Objectives: To show the evidence that constituents of the innate immunity contribute to the etiology of late-onset AD. Methods: Evaluation of the relationship between the constituents of the innate immunity and genetic risk factors for late-onset AD. Results: Complement activation and activated microglia are early neuropathogical events in AD brains. Genome-wide association studies have demonstrated gene loci that are linked to the complement system. The production capacity for inflammatory cytokines is under genetic control and the
offspring with a parental history of late-onset AD have a higher production capacity for inflammatory cytokines. Conclusion: Epidemiological and genetic data suggest that the innate immunity is involved in the etiology of late-onset AD. Copyright (C) 2012 S. Karger AG, Basel”

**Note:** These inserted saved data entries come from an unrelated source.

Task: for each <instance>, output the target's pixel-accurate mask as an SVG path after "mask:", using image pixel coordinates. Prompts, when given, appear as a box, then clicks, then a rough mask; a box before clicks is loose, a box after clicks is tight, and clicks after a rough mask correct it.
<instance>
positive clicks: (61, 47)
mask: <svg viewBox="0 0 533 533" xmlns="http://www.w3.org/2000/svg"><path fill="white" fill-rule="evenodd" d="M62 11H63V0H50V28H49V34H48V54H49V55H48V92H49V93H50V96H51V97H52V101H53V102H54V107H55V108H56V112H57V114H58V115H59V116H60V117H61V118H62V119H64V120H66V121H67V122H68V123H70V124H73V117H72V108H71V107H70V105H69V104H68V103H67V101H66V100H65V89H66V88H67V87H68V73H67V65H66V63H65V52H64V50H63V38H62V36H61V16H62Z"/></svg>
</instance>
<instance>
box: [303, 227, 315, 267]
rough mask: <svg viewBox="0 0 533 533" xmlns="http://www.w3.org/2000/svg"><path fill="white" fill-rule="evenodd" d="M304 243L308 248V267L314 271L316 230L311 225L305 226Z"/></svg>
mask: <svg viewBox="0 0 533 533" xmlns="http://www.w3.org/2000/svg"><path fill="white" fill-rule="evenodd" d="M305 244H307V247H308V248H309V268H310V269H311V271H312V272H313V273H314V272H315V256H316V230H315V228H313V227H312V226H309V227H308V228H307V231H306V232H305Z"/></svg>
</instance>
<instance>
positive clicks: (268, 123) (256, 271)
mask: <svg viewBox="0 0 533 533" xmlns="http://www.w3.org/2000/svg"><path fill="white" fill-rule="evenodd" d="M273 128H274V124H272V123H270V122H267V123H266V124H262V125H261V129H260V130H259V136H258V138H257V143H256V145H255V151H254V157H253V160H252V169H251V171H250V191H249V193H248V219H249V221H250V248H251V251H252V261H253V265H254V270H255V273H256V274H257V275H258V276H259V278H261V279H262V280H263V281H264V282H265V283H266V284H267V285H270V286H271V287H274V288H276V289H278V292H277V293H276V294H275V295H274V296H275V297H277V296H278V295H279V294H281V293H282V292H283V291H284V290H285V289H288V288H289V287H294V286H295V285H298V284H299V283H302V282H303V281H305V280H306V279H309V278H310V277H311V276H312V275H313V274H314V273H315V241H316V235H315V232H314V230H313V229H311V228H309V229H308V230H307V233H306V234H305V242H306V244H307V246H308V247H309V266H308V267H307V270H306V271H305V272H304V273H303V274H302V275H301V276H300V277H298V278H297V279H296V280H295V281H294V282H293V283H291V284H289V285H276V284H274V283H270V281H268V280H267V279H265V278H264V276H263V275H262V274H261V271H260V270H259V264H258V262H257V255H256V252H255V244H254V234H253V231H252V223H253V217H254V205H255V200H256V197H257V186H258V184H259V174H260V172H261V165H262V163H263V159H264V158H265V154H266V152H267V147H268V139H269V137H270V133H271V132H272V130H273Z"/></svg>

“Several JQ-EZ-05 studies have shown ASP2215 mouse that Purkinje cells die by apoptosis in organotypic slice cultures from postnatal 3-day-old (P3) mice. This cell death is age-dependent and has been proposed as indirect evidence for the programmed Purkinje cell death occurring in in vivo cerebellum. Here, we studied whether c-jun N-terminal kinase (JNK) and p38 kinase pathways contribute to the Purkinje cell
death observed in cerebellar slice cultures obtained from P3 mice. Slice culture treatment with D-JNKI1 or SB203580, respectively inhibitors of JNK and p38 MAP kinases, results in a better survival of Purkinje cells. Interestingly, the combined treatment with the two inhibitors potentiated single treatment effects. These results suggest that p38 and JNK pathways might be differently implicated in this Purkinje cell death. Time course experiments found p38 activation immediately
post-slicing, whereas JNK activation was detected only 2 h after the culture. We hypothesize BMS-754807 manufacturer that p38 activation might be due to the “”sliced condition,”" and JNK activation might be more specific to P3 age-dependent cell death. The study of JNK and p38 activation in cerebellar lysates from P0 slice culture confirmed JNK activation being specific for the P3 explants, whereas p38 is activated both from P0 and P3 cerebellar slice culture lysates. These results suggest that p38 is activated by the slicing, whereas JNK activation is related to developmental Purkinje cell death.”
“Advanced biotechnological techniques and new polymers have led to the development of many innovative intravitreal drug delivery systems. Some designs are still in an experimental phase while others have gained widespread acceptance and are commercially available. Since steroids are a mainstay of therapy for uveitis and macular edema, new intravitreal implants have been developed to provide continuous release of corticosteroids over prolonged spans of time with reduced systemic adverse effects.